The Pilot Fish and the Rich
It sounds very silly. But to really love two women at the same time, truly love them, is the most destructive and terrible thing that can happen to a man when the unmarried one decides to marry. The wife does not know about it and trusts the husband. They have been through really difficult times and share those times and have loved each other and she finally trusts the husband truly and completely. The new one says you cannot really love her if you love your wife too. She does not say that at the start. That comes later when the murder’s done. That comes when you lie to everyone all around and all you know is that you truly love two women. There is all that time when you do things that are impossible and when you are with one you love her and with the other you love her and together you love them both. You break all promises and you do everything you knew that you could never do nor would want to do.

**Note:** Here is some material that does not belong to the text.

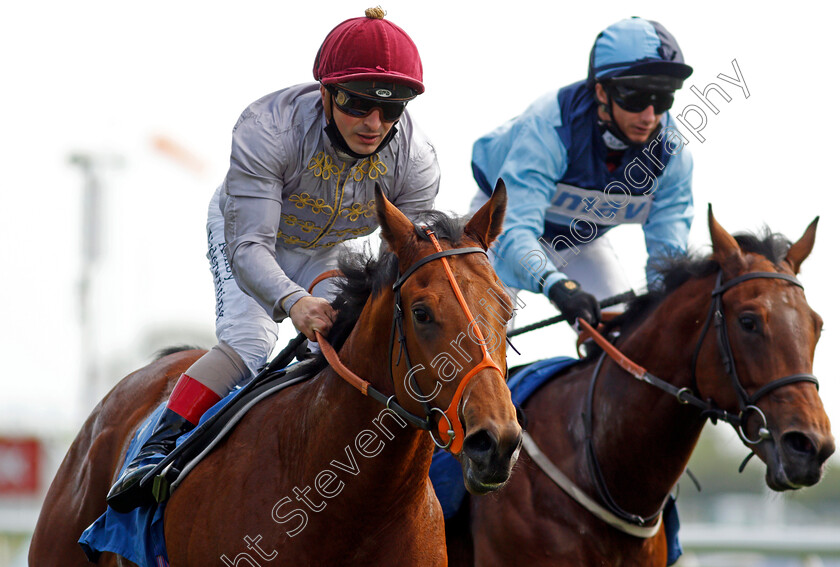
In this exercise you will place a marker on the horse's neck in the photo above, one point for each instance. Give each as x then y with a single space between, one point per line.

The one who is relentless wins. But finally it is the one who loses that wins and that is the luckiest thing that ever happened for me. So that was the sort of winter the last one was.
These are the things I remember about it.
Nada y Pues Nada
In writing there are many secrets too. Nothing is ever lost no matter how it seems at the time and what is left out will always show and make the strength of what is left in.
There are many more explainers now than there are good writers.